Parallel Overview
This document describes how PDEs are solved in parallel.
In general, the mesh is partitioned and each part is assigned to a different
MPI process. Each element is owned by exactly one process. During
initialization, the mesh constructor on each process figures out which other
processes have elements that share a face (edge in 2D) with local elements.
It counts how many faces and elements are shared (a single element could have
multiple faces on the parallel boundary), and assigns local number to both the
elements and the degrees of freedom on the elements. The non-local elements
are given numbers greater than numEl
, the number of local elements.
The degrees of freedom are re-numbered such that newly assigned dof number plus the dof_offset
for the current process equals the global dof number, which is defined by
the local dof number assigned by the process that owns the element. As a
result, dof numbers for elements that live on processes with lower ranks
will be negative.
As part of counting the number of shared faces and elements, 3 arrays are
formed: bndries_local
, bndries_remote
, and shared_interfaces
which
describe the shared faces from the local side, the remote side, and a
unified view of the interface, respectively. This allows treating the
shared faces like either a special kind of boundary condition or a proper
interface, similar to the interior interfaces.
There are 2 modes of parallel operation, one for explicit time marching and the other for Newton's method.
Explicate Time Marching
In this mode, each process each process sends the solution values at the shared faces to the other processes.
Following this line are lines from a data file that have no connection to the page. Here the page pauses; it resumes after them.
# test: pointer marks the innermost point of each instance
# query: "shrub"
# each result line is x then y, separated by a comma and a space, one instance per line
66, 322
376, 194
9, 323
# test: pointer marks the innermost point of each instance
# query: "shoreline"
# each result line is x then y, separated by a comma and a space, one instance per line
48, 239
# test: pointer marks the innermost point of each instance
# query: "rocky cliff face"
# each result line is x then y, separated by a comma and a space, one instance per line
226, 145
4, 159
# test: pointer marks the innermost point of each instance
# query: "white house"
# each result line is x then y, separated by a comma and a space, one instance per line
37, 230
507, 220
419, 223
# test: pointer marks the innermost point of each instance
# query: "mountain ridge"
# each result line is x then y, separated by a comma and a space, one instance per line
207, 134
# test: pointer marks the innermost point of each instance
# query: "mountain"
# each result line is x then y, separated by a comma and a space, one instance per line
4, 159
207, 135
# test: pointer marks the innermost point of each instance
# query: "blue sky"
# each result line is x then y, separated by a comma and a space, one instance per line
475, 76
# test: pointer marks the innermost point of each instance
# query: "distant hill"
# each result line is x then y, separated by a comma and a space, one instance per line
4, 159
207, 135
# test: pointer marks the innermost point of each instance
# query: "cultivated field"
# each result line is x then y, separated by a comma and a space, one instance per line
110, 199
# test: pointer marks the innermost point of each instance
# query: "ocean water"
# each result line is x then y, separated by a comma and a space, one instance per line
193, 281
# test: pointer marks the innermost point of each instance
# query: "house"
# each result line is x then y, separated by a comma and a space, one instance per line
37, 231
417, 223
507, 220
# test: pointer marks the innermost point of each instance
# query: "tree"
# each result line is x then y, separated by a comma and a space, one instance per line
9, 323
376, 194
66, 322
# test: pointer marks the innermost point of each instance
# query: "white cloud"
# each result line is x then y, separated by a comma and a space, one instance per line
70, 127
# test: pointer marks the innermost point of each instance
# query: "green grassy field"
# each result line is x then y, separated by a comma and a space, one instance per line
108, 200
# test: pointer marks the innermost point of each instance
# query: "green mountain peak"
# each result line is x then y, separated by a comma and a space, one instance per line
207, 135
Each process then evaluates the residual using the received values and updates the solution.
The function exchangeFaceData
is designed to perform the sending and
receiving of data. Non-blocking communications are used, and the function
does not wait for the communication to finish before returning. The
MPI_Requests for the sends and receives are stored in the appropriate fields
of the mesh. It is the responsibility of each physics module call
exchangeFaceData
and to wait for the communication to finish before using
the data. Because the receives could be completed in any order, it is
recommended to use MPI_Waitany
to wait for the first receive to complete,
do as many computations as possible on the data, and then call MPI_Waitany
again for the next receive.
Newtons Method
For Newton's method, each process sends the solution values for all the elements on the shared interface at the beginning of a Jacobian calculation. Each process is then responsible for perturbing the solutions values of both the local and non-local elements. The benefit of this is that parallel communication is required once per Jacobian calculation, rather than once per residual evaluation as with the explicit time marching mode.
The function exchangeElementData
copies the data from the shared elements
into the send buffer and sends it, and also posts the corresponding receives.
It does not wait for the communications to finish before returning.
The function is called by Newton's method after a new solution is calculated,
so the physics module does not have to do it, but the physics module does
have to wait for the receives to finish before using the data. This is
necessary to allow overlap of the communication with computation. As
with the explicit time marching mode, use of MPI_Waitany
is recommended.